А генерал лежал в открытом гробу, посреди улицы, быть может впервые в жизни присутствуя на войне.
Снежинки падали на лицо покойника и не таяли. И только я, случайный мальчик, стоял и смотрел на последнего генерала.
Часть пятая
Юность революции
1. Зима
Не помню, как наступила зима, не помню, когда заклеивали окна, укладывая между рамами серую вату и ставя на нее стаканчики с солью. Вспоминается только, как маленький мальчик выходит из темного погреба и зима ослепляет его. Снег самоцветно искрится, и мальчик, в длинном, до пят, черном пальто и надвинутом на уши картузе, идет по улице, жмурится от слепящего света и прислушивается к скрипу снега под ногами. «Скрип-скрип, скрип-скрип». Точно надел новые ботинки.
И этот мальчик — я.
Как странно днем, при солнечном свете, вольно ходить по улице и никого не бояться.
Над зимним городом голубые дымы, и весь он в инее, неподвижный, заколдованный. И звон ли ведра у колодца, скрип ли ворот, лай собаки — все звуки, замерзшие, стоят в воздухе, аукают, перекликаются. И нет ни казаков, ни Махно, ни «Синего куреня смерти» Петлюры.
Навстречу скачут всадники с алыми лентами на папахах. Едут сани с пулеметом «максим». Дымятся трубы, хлопают
калитки, кричат вороны. И все это для меня… И эти пышные белые липы, вспыхивающее за окнами пламя очагов, и добрый дух свежеиспеченного хлеба, и заливистый колокольчик, ржанье мужичьих лошадей, мирные, звучные голоса и эта легкая, как бы разлитая во всем печаль существования — все мое.— Эй-эй! Шмаровоз! — кричит кто-то, и я получаю в спину крепкий, крутой, почти каменный снежок.
Из снега хорошо лепятся крепости с зубчатыми стенами и выкатываются ядра — круглые, твердые, тяжелые, как бомбы.
Мальчики сидят в снежных траншеях и кричат:
— Огонь!
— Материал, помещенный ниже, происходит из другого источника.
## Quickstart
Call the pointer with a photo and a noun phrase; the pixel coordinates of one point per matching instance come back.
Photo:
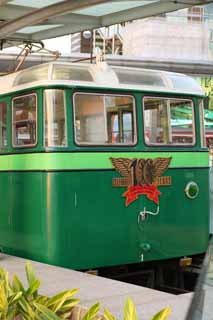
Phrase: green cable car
(95, 171)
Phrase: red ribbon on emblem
(133, 192)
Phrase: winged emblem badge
(141, 176)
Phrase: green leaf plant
(131, 314)
(18, 303)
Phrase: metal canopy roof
(36, 20)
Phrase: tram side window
(24, 116)
(168, 121)
(104, 119)
(3, 122)
(55, 118)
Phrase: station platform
(111, 294)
Огонь!
На углу девочки лепят снежную бабу. Вот они вставили два уголька, и баба смешно и требовательно взглянула на них.
— Баба! Баба! — кричат девочки и, взявшись за руки, кружатся вокруг нее.
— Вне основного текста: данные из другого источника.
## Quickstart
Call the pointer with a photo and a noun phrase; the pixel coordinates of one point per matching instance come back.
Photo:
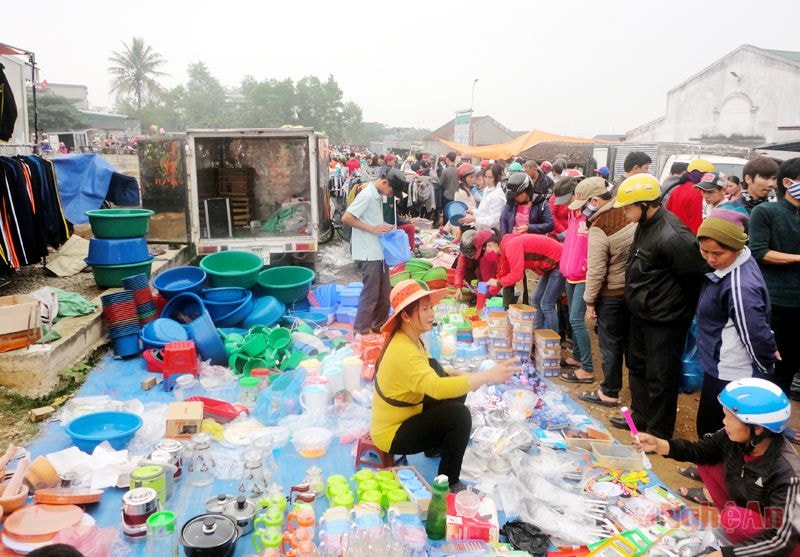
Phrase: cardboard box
(482, 526)
(184, 419)
(18, 313)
У ворот встречает меня Котя в башлыке и теплых ботах.
— Синус, косинус, — говорит Котя. — Ты где был?
— Прятался, — отвечаю я.
— Тангенс, котангенс, — говорит Котя. — Зачем прятался?
Я вхожу во двор. Он какой-то пустой и чужой, и только ходят по нему от сарая к сараю почерневшие от горя вороны.
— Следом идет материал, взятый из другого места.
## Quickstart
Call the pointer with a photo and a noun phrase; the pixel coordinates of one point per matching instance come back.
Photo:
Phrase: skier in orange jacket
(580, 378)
Вот и веранда, засыпанная снегом, пушистая, забытая. С тиньканьем прилетают к стеклянным дверям синицы, осыпают кучки взрытого снега, оставляют на нетронутой снеговой пелене коготки следов.
А сад, великий, дремучий, летом казавшийся бесконечным со своими длинными, темными дорожками, теперь голый, смирный и такой маленький, что даже не верится.
Деревья четко вырисовываются на белесом небе — молчаливые, черно-ветвистые.
Неужели здесь были мотыльки?
Слушай, все так замирает в жизни?
С трудом открываю заваленную снегом, замерзшую, скрипящую садовую калитку. Сад весь просвечивается до серых, скучных заборов, безмолвный, белый, с утонувшими и замерзшими в снегу яблонями, устало положившими на сугробы искривленные, звеняще ломающиеся ветви.
Синие тени деревьев и садовых скамеек лежат на солнечном снегу, еще более подчеркивая безнадежное одиночество сада.
Но сверкание снега веселит и радует. Увязая по колено в снегу, я иду по саду. Под ногами что-то ломко хрустит. Вокруг одиноко торчат прутья малины. Деревья, привлекая к себе внимание, осыпают с ветвей снег: «Это мы! Это мы!»
Милый, милый сад. Как мог я тебя забыть? Хочется просить прощения у каждой веточки, у заметенных сугробами дорожек, у сверкающего снежного картофельного поля.
Но вот появляется Микитка в старой солдатской барашковой шапке, на единственном деревянном коньке — выструганной, гладко отшлифованной снегом и льдами дощечке, туго прикрученной веревкой к громадному, латаному и перелатанному валенку.
— Эй, кто на Костельную! — кричит Микитка.
Я бегу за коньками, присоединяюсь к нему и забываю обо всем на свете.
Вся уличная ватага, взрывая коньками снег, перегоняя друг друга, несется на Костельную, на Эверест нашего детства.
Микитка натягивает на уши солдатскую шапку и, глубоко засунув руки в карманы кожушка и свистя, бросается на своем единственном коньке с крутой Костельной горы.
— Даешь! — победно кричит он, и словно весь мир сорвался с места и летит вместе с ним в снежном дыму, в свисте ветра навстречу какой-то смелой, ошеломительной, героической жизни.